# Pepper Mills



## broitblat (Jul 22, 2009)

Here are a couple of maple pepper mills I finished recently.  The short one is 6" and the taller is 8"




 

I fear I may be at risk for getting banned since I've been posting more "other things" lately than pens 

  -Barry


----------



## jyreene (Jul 22, 2009)

Very nice looking.  I like the shorter ones figuring the best.


----------



## rjwolfe3 (Jul 22, 2009)

Very nice!


----------



## ed4copies (Jul 22, 2009)

They are beautiful, Barry.

Aren't you afraid grease will get into your bead lines and never come out??  OR your customer will try nice hot water bath???

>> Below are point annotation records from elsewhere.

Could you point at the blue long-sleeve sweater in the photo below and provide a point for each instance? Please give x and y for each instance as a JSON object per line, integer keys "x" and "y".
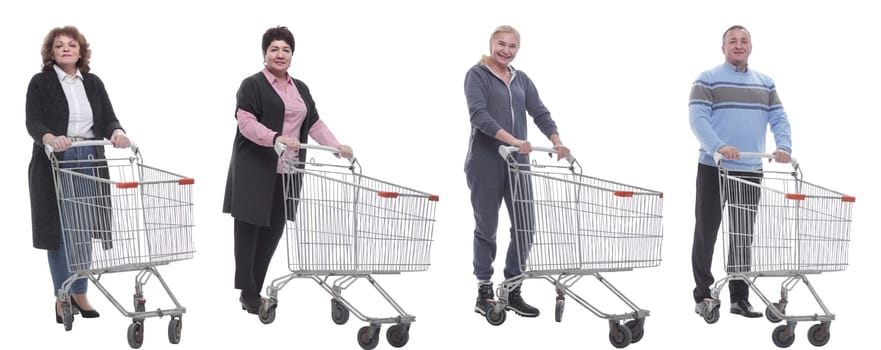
{"x": 734, "y": 108}
{"x": 494, "y": 106}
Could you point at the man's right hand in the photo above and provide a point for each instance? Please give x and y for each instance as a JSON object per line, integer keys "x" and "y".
{"x": 525, "y": 146}
{"x": 729, "y": 152}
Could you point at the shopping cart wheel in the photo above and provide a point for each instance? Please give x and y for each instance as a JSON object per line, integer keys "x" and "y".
{"x": 266, "y": 312}
{"x": 818, "y": 334}
{"x": 136, "y": 334}
{"x": 338, "y": 312}
{"x": 67, "y": 316}
{"x": 712, "y": 316}
{"x": 620, "y": 337}
{"x": 558, "y": 310}
{"x": 637, "y": 329}
{"x": 368, "y": 337}
{"x": 174, "y": 328}
{"x": 769, "y": 314}
{"x": 783, "y": 336}
{"x": 494, "y": 317}
{"x": 398, "y": 335}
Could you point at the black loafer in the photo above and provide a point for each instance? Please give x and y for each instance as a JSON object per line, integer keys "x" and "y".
{"x": 743, "y": 308}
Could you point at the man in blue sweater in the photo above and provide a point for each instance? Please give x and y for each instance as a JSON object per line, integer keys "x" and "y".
{"x": 730, "y": 109}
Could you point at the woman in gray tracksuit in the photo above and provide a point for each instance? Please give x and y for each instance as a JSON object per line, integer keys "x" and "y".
{"x": 499, "y": 97}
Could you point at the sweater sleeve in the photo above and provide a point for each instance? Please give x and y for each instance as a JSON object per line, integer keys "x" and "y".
{"x": 700, "y": 106}
{"x": 779, "y": 122}
{"x": 540, "y": 114}
{"x": 475, "y": 95}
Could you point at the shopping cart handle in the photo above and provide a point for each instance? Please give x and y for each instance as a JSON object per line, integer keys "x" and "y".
{"x": 505, "y": 151}
{"x": 718, "y": 157}
{"x": 280, "y": 149}
{"x": 49, "y": 149}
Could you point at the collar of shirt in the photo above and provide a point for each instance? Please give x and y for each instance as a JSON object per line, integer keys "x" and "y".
{"x": 63, "y": 77}
{"x": 273, "y": 80}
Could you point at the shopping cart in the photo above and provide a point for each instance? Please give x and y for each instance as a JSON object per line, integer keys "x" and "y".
{"x": 570, "y": 225}
{"x": 119, "y": 215}
{"x": 777, "y": 225}
{"x": 343, "y": 226}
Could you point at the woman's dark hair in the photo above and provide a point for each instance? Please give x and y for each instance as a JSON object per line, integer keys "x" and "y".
{"x": 278, "y": 33}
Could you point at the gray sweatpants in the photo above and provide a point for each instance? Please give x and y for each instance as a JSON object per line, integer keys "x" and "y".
{"x": 489, "y": 183}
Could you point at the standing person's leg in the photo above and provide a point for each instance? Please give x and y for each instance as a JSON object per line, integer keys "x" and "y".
{"x": 268, "y": 237}
{"x": 245, "y": 245}
{"x": 708, "y": 217}
{"x": 521, "y": 217}
{"x": 486, "y": 185}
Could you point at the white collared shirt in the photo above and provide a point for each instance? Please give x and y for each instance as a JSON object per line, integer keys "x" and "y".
{"x": 81, "y": 120}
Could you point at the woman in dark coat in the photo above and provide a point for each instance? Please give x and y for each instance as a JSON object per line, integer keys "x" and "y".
{"x": 271, "y": 107}
{"x": 65, "y": 103}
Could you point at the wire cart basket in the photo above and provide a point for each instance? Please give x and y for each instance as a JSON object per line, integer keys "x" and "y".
{"x": 569, "y": 225}
{"x": 777, "y": 225}
{"x": 120, "y": 215}
{"x": 342, "y": 226}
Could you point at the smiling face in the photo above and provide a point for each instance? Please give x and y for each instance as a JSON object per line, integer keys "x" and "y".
{"x": 737, "y": 46}
{"x": 66, "y": 53}
{"x": 503, "y": 48}
{"x": 278, "y": 57}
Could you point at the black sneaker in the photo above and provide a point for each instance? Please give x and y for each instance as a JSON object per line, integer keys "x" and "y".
{"x": 485, "y": 299}
{"x": 519, "y": 306}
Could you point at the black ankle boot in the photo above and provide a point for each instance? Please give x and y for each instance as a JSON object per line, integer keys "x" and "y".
{"x": 519, "y": 306}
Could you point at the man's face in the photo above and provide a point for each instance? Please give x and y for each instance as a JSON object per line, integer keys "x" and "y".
{"x": 736, "y": 47}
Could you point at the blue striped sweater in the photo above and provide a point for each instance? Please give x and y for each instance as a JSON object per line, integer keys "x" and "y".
{"x": 734, "y": 108}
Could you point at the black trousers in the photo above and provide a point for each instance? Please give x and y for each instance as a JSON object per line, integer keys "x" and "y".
{"x": 255, "y": 245}
{"x": 708, "y": 218}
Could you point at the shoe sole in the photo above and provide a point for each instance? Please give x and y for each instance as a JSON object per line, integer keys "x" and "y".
{"x": 520, "y": 313}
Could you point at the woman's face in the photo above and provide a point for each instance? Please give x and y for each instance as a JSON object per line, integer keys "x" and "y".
{"x": 66, "y": 52}
{"x": 278, "y": 57}
{"x": 504, "y": 48}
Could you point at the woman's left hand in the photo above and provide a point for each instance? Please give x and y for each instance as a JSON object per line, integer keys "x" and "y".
{"x": 345, "y": 151}
{"x": 119, "y": 139}
{"x": 562, "y": 151}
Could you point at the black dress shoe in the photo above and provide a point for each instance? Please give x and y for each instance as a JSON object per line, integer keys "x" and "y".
{"x": 83, "y": 312}
{"x": 743, "y": 308}
{"x": 58, "y": 318}
{"x": 251, "y": 306}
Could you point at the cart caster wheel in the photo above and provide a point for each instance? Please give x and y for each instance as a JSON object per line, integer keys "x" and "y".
{"x": 398, "y": 335}
{"x": 136, "y": 334}
{"x": 783, "y": 336}
{"x": 67, "y": 316}
{"x": 266, "y": 313}
{"x": 558, "y": 310}
{"x": 494, "y": 317}
{"x": 338, "y": 312}
{"x": 818, "y": 334}
{"x": 637, "y": 329}
{"x": 174, "y": 329}
{"x": 712, "y": 316}
{"x": 368, "y": 337}
{"x": 769, "y": 314}
{"x": 620, "y": 338}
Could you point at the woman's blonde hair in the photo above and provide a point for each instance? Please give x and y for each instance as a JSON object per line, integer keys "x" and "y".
{"x": 500, "y": 29}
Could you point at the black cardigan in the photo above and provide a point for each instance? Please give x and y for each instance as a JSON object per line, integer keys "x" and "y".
{"x": 252, "y": 168}
{"x": 47, "y": 111}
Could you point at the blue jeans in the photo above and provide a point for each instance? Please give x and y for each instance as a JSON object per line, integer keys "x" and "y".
{"x": 76, "y": 223}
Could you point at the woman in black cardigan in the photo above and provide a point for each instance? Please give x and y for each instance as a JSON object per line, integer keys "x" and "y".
{"x": 271, "y": 107}
{"x": 65, "y": 103}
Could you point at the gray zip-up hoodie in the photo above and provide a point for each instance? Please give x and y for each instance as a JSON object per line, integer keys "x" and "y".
{"x": 494, "y": 106}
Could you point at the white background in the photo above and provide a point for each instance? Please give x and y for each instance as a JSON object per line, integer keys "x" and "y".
{"x": 388, "y": 80}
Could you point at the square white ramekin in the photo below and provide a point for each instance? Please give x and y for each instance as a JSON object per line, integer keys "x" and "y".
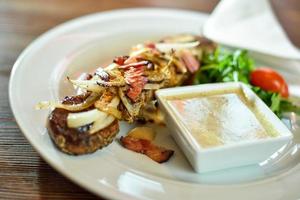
{"x": 228, "y": 155}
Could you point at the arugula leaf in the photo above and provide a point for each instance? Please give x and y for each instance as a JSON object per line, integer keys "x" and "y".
{"x": 236, "y": 66}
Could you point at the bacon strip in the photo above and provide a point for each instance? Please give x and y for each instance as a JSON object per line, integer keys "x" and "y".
{"x": 156, "y": 153}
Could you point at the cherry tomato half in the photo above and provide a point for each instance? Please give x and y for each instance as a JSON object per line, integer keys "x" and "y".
{"x": 270, "y": 80}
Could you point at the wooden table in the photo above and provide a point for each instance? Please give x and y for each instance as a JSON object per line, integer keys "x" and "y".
{"x": 23, "y": 174}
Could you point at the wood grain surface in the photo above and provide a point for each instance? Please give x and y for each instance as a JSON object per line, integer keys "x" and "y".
{"x": 23, "y": 174}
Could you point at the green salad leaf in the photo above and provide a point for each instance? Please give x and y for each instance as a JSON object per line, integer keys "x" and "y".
{"x": 236, "y": 66}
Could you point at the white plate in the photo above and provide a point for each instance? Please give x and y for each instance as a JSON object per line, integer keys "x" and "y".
{"x": 85, "y": 43}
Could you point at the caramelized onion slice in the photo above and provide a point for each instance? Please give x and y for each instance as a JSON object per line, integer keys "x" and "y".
{"x": 110, "y": 108}
{"x": 101, "y": 124}
{"x": 70, "y": 107}
{"x": 89, "y": 85}
{"x": 75, "y": 120}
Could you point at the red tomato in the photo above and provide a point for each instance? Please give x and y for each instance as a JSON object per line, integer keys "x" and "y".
{"x": 269, "y": 80}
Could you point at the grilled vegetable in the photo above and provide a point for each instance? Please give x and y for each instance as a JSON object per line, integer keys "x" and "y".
{"x": 124, "y": 90}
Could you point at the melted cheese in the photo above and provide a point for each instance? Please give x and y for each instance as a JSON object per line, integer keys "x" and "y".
{"x": 220, "y": 119}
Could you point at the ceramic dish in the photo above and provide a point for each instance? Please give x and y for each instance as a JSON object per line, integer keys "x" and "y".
{"x": 114, "y": 172}
{"x": 232, "y": 115}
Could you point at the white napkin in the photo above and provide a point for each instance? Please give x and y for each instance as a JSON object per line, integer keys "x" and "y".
{"x": 249, "y": 24}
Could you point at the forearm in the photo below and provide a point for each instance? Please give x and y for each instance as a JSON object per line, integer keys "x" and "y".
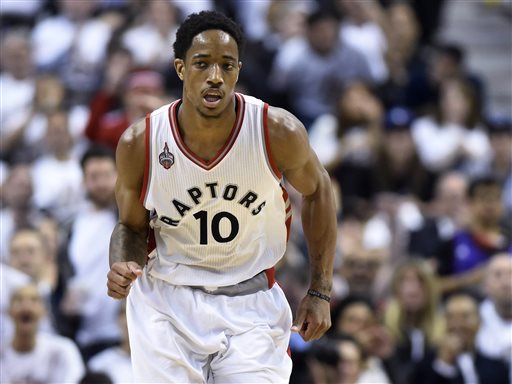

That's always been my fear.


----------



## broitblat (Jul 22, 2009)

ed4copies said:


> They are beautiful, Barry.
> 
> Aren't you afraid grease will get into your bead lines and never come out?? OR your customer will try nice hot water bath???
> 
> That's always been my fear.


 
Ed,

You're probably right -- I never thought about it.  It may not stop me from turning more with beads, but I'll be careful about selling them or who I give one to :wink:

  -Barry


----------



## louisbry (Jul 22, 2009)

Nice pepper mills.  The beads hopefully should not present too much of a problem .


----------



## Randy_ (Jul 23, 2009)

Reminds me of a couple of chess pieces.:wink:


----------



## jkeithrussell (Jul 23, 2009)

They look good to me.  I've been making a lot of wood chips and sawdust trying to produce a peppermill, but haven't gotten it right yet.  I struggle with getting the overall length correct.  Yours look nice.


----------



## NewLondon88 (Jul 23, 2009)

ed4copies said:


> Aren't you afraid grease will get into your bead lines and never come out??



We call that a 'patina'  :tongue:


----------



## ed4copies (Jul 23, 2009)

NewLondon88 said:


> We call that a 'patina'  :tongue:




I had a commercial pepper mill that was designed that way, I called it

ALA CRAPPA!!​


----------



## NewLondon88 (Jul 23, 2009)

ed4copies said:


> I had a commercial pepper mill that was designed that way, I called it
> 
> ALA CRAPPA!!​



.. but if you say it has 'a nice patina' people will pay extra for it. :tongue:


----------



## broitblat (Jul 23, 2009)

Randy_ said:


> Reminds me of a couple of chess pieces.:wink:


 
Bingo -- both of these were, in fact, modeled after a chess set I have.  these were from the King (although the finished piece is not as king-like as I thought it would be).  I still plan to do a queen and a bishop, at least.

  -Barry


----------



## dntrost (Jul 23, 2009)

I like em!!!!!


----------



## broitblat (Jul 23, 2009)

jkeithrussell said:


> They look good to me. I've been making a lot of wood chips and sawdust trying to produce a peppermill, but haven't gotten it right yet. I struggle with getting the overall length correct. Yours look nice.


 
I often have to tweak the length during the process.  The shorter piece started out as an 8" pepper mill, but I didn't like the visual balance and turned it into a 6" mill.  That's why I did a second one on the same general theme.  The second time around, I re-drilled (depth of) the larger hole in the base of the taller piece (by about 1/16"), before completing, to adjust for the proper length of the shaft.

There have been other times I've trimmed the base or the top to get to the length I wanted.

  -Barry


----------



## NewLondon88 (Jul 23, 2009)

Did you need to change the grinder when you changed the length?


----------



## ed4copies (Jul 24, 2009)

When you change the length, it is easiest (IMO) to finish the wood completely, then screw the knob on the shaft and mark the bottom of the shaft.  Cut it, then peen the end (hit with hammer until its flattened).  Now do final assembly.

MUCH easier than trying to make the wood just the right length for your mech.

FWIW


----------



## NewLondon88 (Jul 24, 2009)

Ah...  that's good to know!  I've got two sets sitting on the shelf that are
off by 'just a hair' and I never quite got back to them..


----------



## broitblat (Jul 24, 2009)

NewLondon88 said:


> Did you need to change the grinder when you changed the length?


 
I have never resized the shaft, I've always adjusted the wood.  It's never been much of a problem for me,  but I'll have to try Ed's approach.  In my example when I converted from an 8" to a 6", I just swapped out the shaft.

  -Barry


----------



## ed4copies (Jul 24, 2009)

I only have 14" shafts, then I don't have to stock a bunch of different sizes.


----------



## Glenn McCullough (Jul 25, 2009)

If anything, make it a bit shorter than you need, you can always cut or grind a bit off the rod .


jkeithrussell said:


> They look good to me.  I've been making a lot of wood chips and sawdust trying to produce a peppermill, but haven't gotten it right yet.  I struggle with getting the overall length correct.  Yours look nice.


----------



## Glenn McCullough (Jul 25, 2009)

good looking peppermills, we wont boot you, as long as you are posting nice items like these.


----------